“The more clearly we can focus our attention on the wonders and realities of the universe about us, the less taste we shall have for destruction.”
― Rachel Carson, author of Silent Spring

The Big Bang Theory

Three minutes after the Big Bang, the Universe temperature had fallen below 1 billion degrees and its diameters had grown to about 100 billion km (60 billion miles). As the Universe continued to expand and cool further, atoms and molecules slowed down and accumulated into nebulae, patchy clouds of gas consisted entirely of the smallest atoms - hydrogen (98%), helium (2%) and traces of lithium, beryllium, and boron.

Nebula [Source: NASA ]

Protostars were formed when the gravitational pull of nebulae began pulling in its surrounding gases and gradually grew in mass and therefore, density. This grand example of "rich getting richer" meant the denser region of matter compacted into a smaller region with other gases swirling around it resulting a spinning disk-shaped mass of gas called an accretion disc.

Accretion Disc [Source: NASA ]

The formation of this disc meant as the centre got denser as the gravitational pull increased resulting in the inward collapse of the surrounding nebula. This kinectic motion of atoms and molecules towards the centre transformed into heat and increased temperature of this "ball". The constant movement of the atoms and molecules inside the ball further increased the temperature till it became hot enough to glow, thus becoming a protostar. As the protostar pulls in more mass, its core becomes dense enough for the temperature to reach about 10 million degrees which sets the stage for fusion reactions (which in a nutshell means formation of heavier elements i.e. hydrogen nuclei join to form helium nuclei). The protostar has now officially become a star.

"We are all made of stardust"

The first-generation stars were huge compared to our Sun (100x Sun's mass). The bigger these stars were, the quicker they burn. Low-mass stars like our Sun burn slowly and will be probably survie for 10 billion years while the high-mass stars survive for only 20 million years. These high-mass stars die by violently exploding into a supernova while smaller stars like our Sun die by releasing a large shell of gas. These atoms which are released back into space go on to form new nebulae or mix back into existing nebulae. The first-generation starts left a legacy of new elements which was used by the next generation of stars. Low-mass stars such as our Sun produce elements upto an atomoic number of 6 (carbon) while high-mass stars produce elements upto to an atomic number of 26 (iron).

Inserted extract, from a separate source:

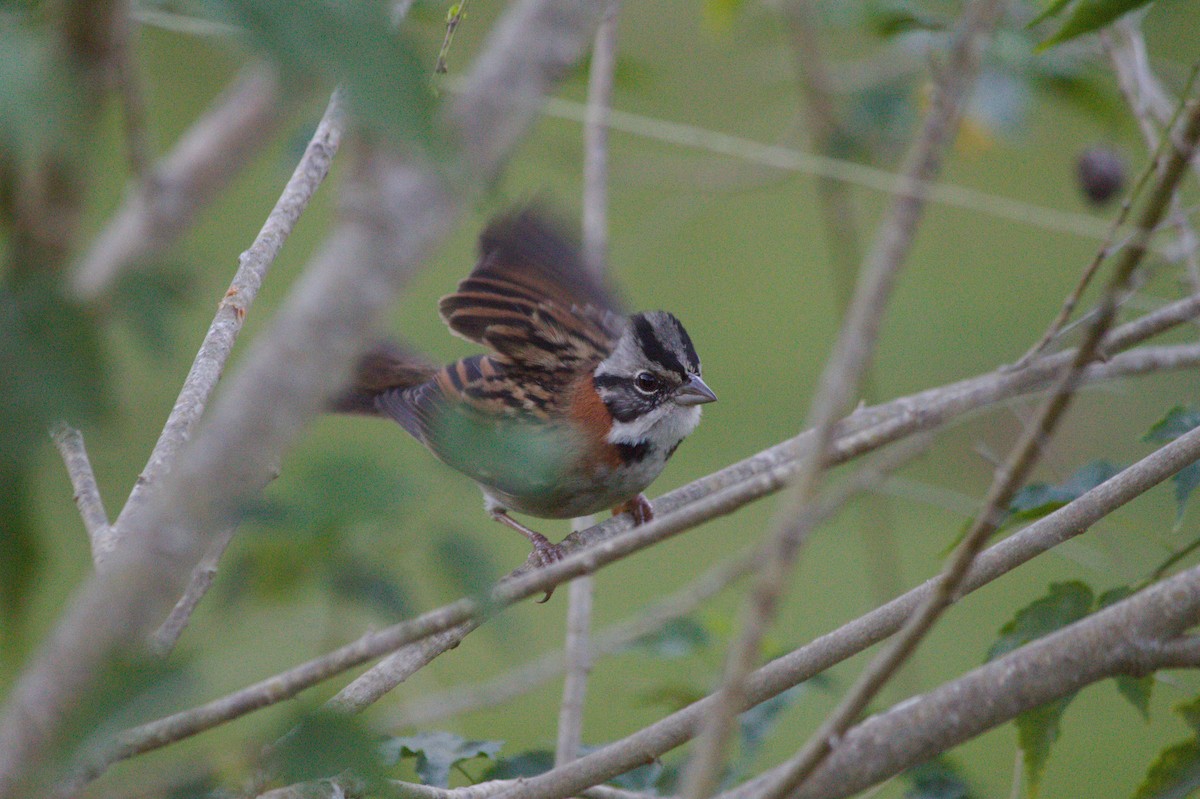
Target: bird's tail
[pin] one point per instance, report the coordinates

Larger atoms are formed during a supernova explosion and also in some extremely massive stars. Hence, our Earth and therefore our body, also contains a mix of these elements - basically formed from the exploding stars!

Brightest supernova recorded in human history in year 1006 AD [Source: NASA ]

Our Solar System

Our Solar System was formed 4.56 billion years or over 9 billion years after the big bang, making our Sun a third/fourth/fifth generation star (hard to confirm for sure). Since our Solar System was late to this "party", the accretion disc formed around our Sun consisted not just of gas but also "dust" and ice. Such an accretion disc is also called a proto-planetary disc because it contains the raw materials from which planets form. Over time, the center of this disc formed the proto-Sun while the remainder evolved into concentric rings with the warmer inner rings containing higher concentration of dust and the outer rings containing ice. Note that the Sun contains 99.98% of mass in our Solar System and the Jupiter (318 times our Earth's mass) contains 99.5% of all nonsolar mass in our Solar System.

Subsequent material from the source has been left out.